Search code examples
phphtmlparsingsax

Parsing of badly formatted HTML in PHP


In my code I convert some styled xls document to html using openoffice. I then parse the tables using xml_parser_create. The problem is that openoffice creates oldschool html with unclosed <BR> and <HR> tags, it doesn't create doctypes and don't quote attributes <TABLE WIDTH=4>.

The php parsers I know off don't like this, and yield xml formatting errors. My current solution is to run some regexes over the file before I parse it, but this is neither nice nor fast.

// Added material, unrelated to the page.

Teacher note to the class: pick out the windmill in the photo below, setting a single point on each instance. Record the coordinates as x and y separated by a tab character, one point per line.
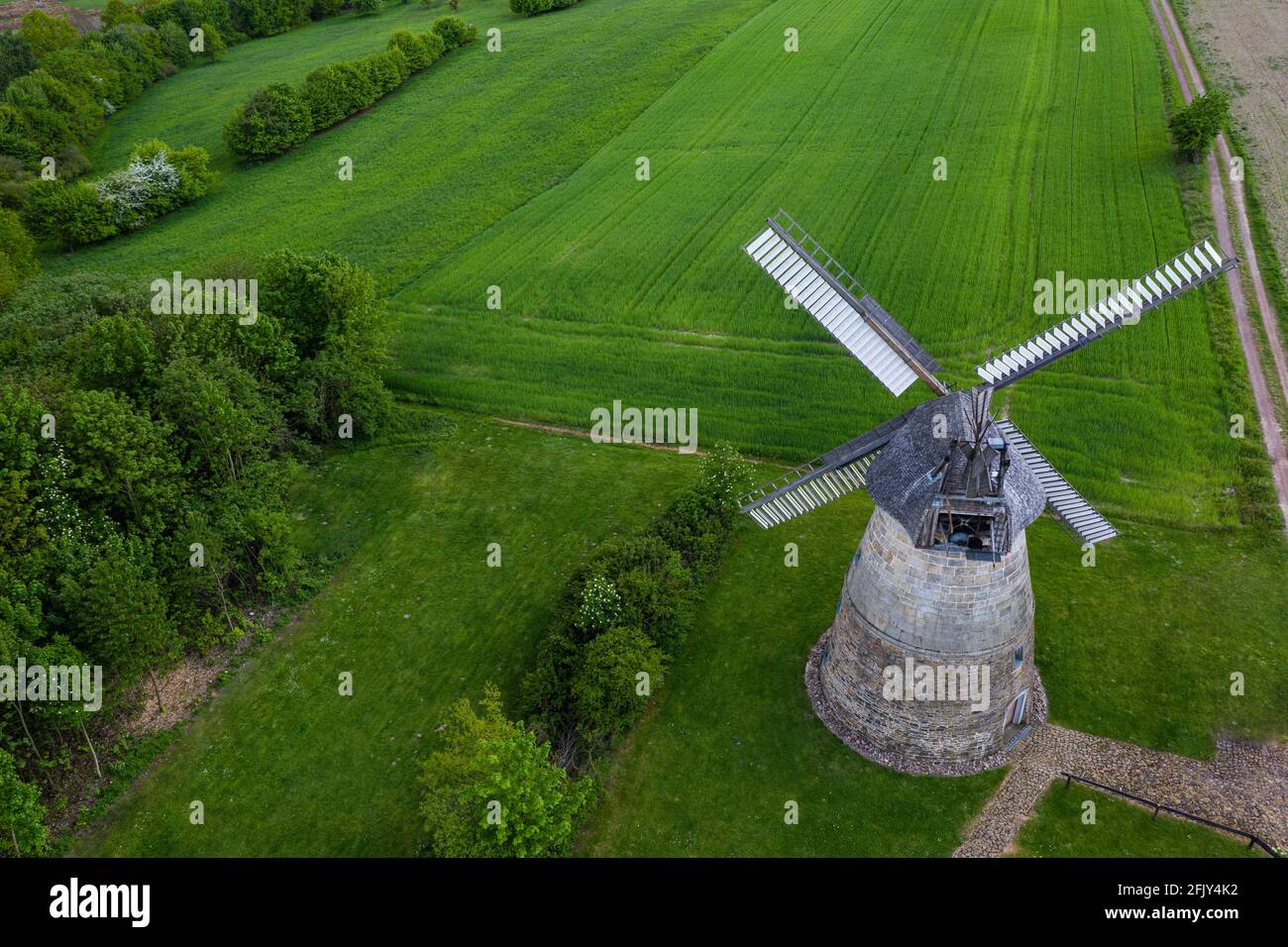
928	664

Do you know a (hopefully included) php-parser, that doesn't care about these kinds of mistakes? Or perhaps a fast way to fix a 'broken' html?


Solution

  • A solution to "fix" broken HTML could be to use HTMLPurifier (quoting) :

    HTML Purifier is a standards-compliant HTML filter library written in PHP.
    HTML Purifier will not only remove all malicious code (better known as XSS) with a thoroughly audited, secure yet permissive whitelist, it will also make sure your documents are standards compliant


    An alternative idea might be to try loading your HTML with [`DOMDocument::loadHTML`][2] *(quoting)* :

    The function parses the HTML contained in the string source . Unlike loading XML, HTML does not have to be well-formed to load.

    And if you're trying to load HTML from a file, see DOMDocument::loadHTMLFile.